Seinan-opstand ② “Slag om Tabarazaka” was een keerpunt
De plaats waar de regeringsversterkingen naar het zuiden trokken en het Satsuma-leger met elkaar in botsing kwamen, was Tabarazaka in de wijk Kita, Kumamoto City, prefectuur Kumamoto. Het is een zachte helling met een lengte van 1,5 km en een wegbreedte van 4 meter, maar er wordt gezegd dat deze door Kiyomasa Kato is geopend om Kumamoto Castle te beschermen in geval van een aanval vanuit het noorden. Het was de perfecte plek voor het Satsuma-leger om het regeringsleger te ontmoeten en aan te vallen. Aan de andere kant was Tabarazaka voor het regeringsleger de enige brede weg die ze konden gebruiken om kanonnen en voorraden te vervoeren, en het was een belangrijk transportpunt dat ze niet konden vermijden. Op deze manier kwamen de twee legers met elkaar in botsing bij Tabarazaka, en van 4 tot 20 maart woedde er een hevige strijd.
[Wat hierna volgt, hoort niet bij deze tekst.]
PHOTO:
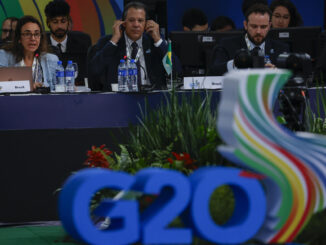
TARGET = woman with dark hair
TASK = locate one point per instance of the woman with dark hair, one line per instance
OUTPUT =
(29, 48)
(284, 14)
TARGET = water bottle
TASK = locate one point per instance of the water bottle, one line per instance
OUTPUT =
(267, 60)
(134, 77)
(60, 78)
(70, 77)
(122, 76)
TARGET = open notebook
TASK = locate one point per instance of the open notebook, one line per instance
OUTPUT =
(9, 77)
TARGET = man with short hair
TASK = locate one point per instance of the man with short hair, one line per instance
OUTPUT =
(68, 45)
(257, 25)
(134, 37)
(194, 20)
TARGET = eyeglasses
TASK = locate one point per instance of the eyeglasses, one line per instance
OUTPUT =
(29, 35)
(6, 30)
(284, 17)
(59, 20)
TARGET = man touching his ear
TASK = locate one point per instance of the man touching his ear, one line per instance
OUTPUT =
(133, 37)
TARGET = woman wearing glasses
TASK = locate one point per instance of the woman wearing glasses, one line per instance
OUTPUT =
(284, 14)
(29, 48)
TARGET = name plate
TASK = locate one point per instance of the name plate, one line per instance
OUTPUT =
(15, 86)
(208, 82)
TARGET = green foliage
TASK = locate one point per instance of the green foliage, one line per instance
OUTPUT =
(186, 126)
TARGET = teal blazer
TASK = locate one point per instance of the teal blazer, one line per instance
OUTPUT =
(48, 62)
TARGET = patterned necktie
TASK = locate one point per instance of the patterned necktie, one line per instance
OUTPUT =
(256, 51)
(59, 45)
(134, 52)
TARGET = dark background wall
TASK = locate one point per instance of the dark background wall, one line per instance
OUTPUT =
(312, 11)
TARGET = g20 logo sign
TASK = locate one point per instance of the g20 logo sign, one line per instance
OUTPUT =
(178, 196)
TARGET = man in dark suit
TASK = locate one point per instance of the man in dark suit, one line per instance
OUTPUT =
(67, 45)
(130, 41)
(255, 40)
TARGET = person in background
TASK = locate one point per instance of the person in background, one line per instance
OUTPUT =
(222, 23)
(67, 45)
(285, 14)
(257, 24)
(29, 48)
(8, 29)
(133, 37)
(246, 4)
(194, 20)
- auteurNaoko Kurimoto(Auteur)Ik ben een voormalig verslaggever van een tijdschrift in de reisindustrie. Ik hou van geschiedenis, zowel de Japanse als de wereldgeschiedenis, sinds ik een kind was. Normaal gesproken bezoek ik graag tempels en heiligdommen, vooral heiligdommen, en ik maak vaak 'pelgrimstochten naar heilige plaatsen' met als thema historische figuren. Mijn favoriete militaire commandant is Ishida Mitsunari, mijn favoriete kasteel is Kumamoto Castle en mijn favoriete kasteelruïne is Hagi Castle. Mijn hart fladdert als ik de ruïnes van gevechtskastelen en de stenen muren van kasteelruïnes zie.